CONFORMATION AND DYNAMICS OF 18-CROWN-6, CRYPTAND-222, AND THEIR CATION COMPLEXES IN ACETONITRILE STUDIED BY MOLECULAR-DYNAMICS SIMULATIONS

We have performed MD simulations on 18-crown-6 and cryptand 222 and their metal cation complexes in a solution of acetonitrile in order to gain insight into the conformational preferences of the free ligands and into the solvation patterns of the host-guest complexes in a nonaqueous solvent. In contrast to what was observed in water, the interactions between the free hosts and acetonitrile are not markedly dependent on the conformation of the solute. For uncomplexed 18C6, conformational sampling is performed for 2 ns.

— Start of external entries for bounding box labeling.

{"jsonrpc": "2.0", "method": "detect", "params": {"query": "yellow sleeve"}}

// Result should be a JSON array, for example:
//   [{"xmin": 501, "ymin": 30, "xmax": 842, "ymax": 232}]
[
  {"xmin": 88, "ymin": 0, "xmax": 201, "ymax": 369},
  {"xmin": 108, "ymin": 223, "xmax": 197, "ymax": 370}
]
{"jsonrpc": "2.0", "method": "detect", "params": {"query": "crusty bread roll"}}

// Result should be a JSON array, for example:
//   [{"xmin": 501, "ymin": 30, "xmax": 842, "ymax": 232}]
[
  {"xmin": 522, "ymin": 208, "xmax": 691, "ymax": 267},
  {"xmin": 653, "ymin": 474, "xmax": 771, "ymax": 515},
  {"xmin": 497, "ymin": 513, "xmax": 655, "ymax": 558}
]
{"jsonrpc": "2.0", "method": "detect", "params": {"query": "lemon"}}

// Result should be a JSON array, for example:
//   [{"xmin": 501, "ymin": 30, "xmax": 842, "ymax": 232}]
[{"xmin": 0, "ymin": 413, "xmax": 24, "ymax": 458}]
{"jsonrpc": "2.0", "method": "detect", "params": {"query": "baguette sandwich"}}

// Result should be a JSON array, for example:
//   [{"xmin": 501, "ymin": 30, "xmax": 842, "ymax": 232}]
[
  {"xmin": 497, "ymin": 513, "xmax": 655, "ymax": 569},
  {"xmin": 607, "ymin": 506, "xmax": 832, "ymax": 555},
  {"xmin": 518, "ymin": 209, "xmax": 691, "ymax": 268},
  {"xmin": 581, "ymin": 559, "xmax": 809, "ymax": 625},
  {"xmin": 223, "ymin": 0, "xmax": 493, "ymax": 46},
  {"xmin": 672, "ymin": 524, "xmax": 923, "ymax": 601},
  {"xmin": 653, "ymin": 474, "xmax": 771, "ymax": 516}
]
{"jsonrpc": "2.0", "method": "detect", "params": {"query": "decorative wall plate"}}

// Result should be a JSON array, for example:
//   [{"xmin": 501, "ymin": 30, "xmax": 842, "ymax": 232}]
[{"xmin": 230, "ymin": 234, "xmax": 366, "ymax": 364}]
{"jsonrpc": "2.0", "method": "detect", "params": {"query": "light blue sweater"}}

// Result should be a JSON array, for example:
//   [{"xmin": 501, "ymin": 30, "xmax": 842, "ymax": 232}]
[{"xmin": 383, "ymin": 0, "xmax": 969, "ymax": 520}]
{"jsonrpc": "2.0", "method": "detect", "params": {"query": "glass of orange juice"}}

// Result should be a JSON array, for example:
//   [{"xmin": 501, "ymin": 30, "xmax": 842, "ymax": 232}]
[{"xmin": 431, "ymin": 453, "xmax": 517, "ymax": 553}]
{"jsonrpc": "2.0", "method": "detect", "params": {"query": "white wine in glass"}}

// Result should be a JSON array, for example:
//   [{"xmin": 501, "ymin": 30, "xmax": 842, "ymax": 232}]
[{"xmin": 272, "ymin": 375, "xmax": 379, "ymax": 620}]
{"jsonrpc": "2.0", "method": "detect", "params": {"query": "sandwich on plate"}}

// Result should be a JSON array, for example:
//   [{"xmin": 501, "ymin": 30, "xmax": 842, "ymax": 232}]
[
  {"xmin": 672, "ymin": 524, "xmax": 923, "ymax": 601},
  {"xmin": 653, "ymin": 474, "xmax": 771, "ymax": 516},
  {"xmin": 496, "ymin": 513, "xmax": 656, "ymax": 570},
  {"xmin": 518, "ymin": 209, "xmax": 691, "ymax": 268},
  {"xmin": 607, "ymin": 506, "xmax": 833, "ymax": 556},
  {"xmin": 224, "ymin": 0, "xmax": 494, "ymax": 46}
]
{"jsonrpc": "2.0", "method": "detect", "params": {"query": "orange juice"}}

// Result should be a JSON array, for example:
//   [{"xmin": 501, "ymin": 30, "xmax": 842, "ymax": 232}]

The D-3d form is the most populated, followed by the C-1 form observed in the solid state for the free crown. All structures are compared with those previously reported in the solid state and with those most populated in vacuo or in water. Upon complexation of cationic guests (Li+-Cs+, Ca2+, and Eu3+), the first salvation shells reorganize and some MeCN molecules are coordinated to the encapsulated ion. The coordination numbers of the free and complexed cations are computed. Computer experiments also give insights into the nature of ion pairs in acetonitrile. 18C6/K+,Cl- and 18C6/Li+,Cl- remain as intimate ion pairs for at least 50 ps, while 222/K+,Cl- dissociates rapidly. The complexes of 18C6 with Na+, Ca2+, and Eu3+ dissociate in acetonitrile but have lifetimes larger than 150 ps when Cl- counterions forming intimate ion pairs are included in the simulation. Finally, we report the first free energy simulations for the complexation of alkali cations in acetonitrile. A qualitative agreement is found with experiment concerning the relative orders of stabilities and the ''recognition'' by 222 of K+ among Li+, Na+, Rb+, and Cs+ cations.